Heydarabad () is a settlement and the capital of the Sadarak District of the Nakhchivan Autonomous Republic of Azerbaijan. It borders Armenia and before the First Nagorno-Karabakh War had road and rail connections with the Armenian village of Yeraskh on the other side of the border. It has a population of 2,000 as of 2013. It is the westernmost settlement of Azerbaijan.

History
The settlement was founded in the 1970s on the initiative of the President of Azerbaijan, Heydar Aliyev. By the decree of the Supreme Assembly of Nakhchivan AR dated on March 23, 2000, it was separated from Sədərək (Sadarak city) and turned to the settlement as an independent administrative unit. Because of the located in the border, several times it was subjected to armed aggression by Armenian forces. It was destroyed by artillery projectiles in 1992, its population became refugees and settled in the Sadarak village and in the other areas of Nakhchivan.

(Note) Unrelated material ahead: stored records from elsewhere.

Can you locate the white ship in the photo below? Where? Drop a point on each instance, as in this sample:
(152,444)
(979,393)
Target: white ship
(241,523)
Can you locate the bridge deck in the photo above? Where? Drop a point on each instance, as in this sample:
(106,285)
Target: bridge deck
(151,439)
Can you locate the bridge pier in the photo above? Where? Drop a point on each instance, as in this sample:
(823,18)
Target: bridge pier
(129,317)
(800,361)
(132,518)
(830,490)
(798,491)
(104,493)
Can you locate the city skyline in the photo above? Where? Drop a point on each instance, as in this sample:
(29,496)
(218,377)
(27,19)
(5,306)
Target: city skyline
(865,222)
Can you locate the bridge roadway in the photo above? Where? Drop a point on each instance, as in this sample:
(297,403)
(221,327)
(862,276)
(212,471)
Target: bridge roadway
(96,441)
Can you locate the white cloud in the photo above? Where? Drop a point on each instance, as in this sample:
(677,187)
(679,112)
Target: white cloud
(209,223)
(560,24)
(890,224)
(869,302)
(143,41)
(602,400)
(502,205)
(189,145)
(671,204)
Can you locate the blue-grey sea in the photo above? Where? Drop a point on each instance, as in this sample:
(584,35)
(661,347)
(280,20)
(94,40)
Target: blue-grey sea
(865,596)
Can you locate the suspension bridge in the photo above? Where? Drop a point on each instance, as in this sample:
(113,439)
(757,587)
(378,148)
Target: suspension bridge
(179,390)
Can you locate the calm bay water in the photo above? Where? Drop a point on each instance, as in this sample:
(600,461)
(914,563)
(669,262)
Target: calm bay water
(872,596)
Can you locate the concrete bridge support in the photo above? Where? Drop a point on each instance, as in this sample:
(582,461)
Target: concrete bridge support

Starting from 1997-98 it was restored, was done a construction and improvement works and was built new office buildings and public facilities, shopping centers, etc. 75 residential buildings which were destroyed by Armenians has been renovated and restored on the eve of the 75th anniversary of Heydar Aliyev, on the initiative of the local population, the settlement was named "Heydarabad". Here is installed a 35/10 kV substation, was built a water pump station for direct the underground water-supply of Bulaqbaşı to the settlement and was built electric lines in the settlement. There are Wine Factory, secondary school, kindergarten, hospital, etc. in the settlement.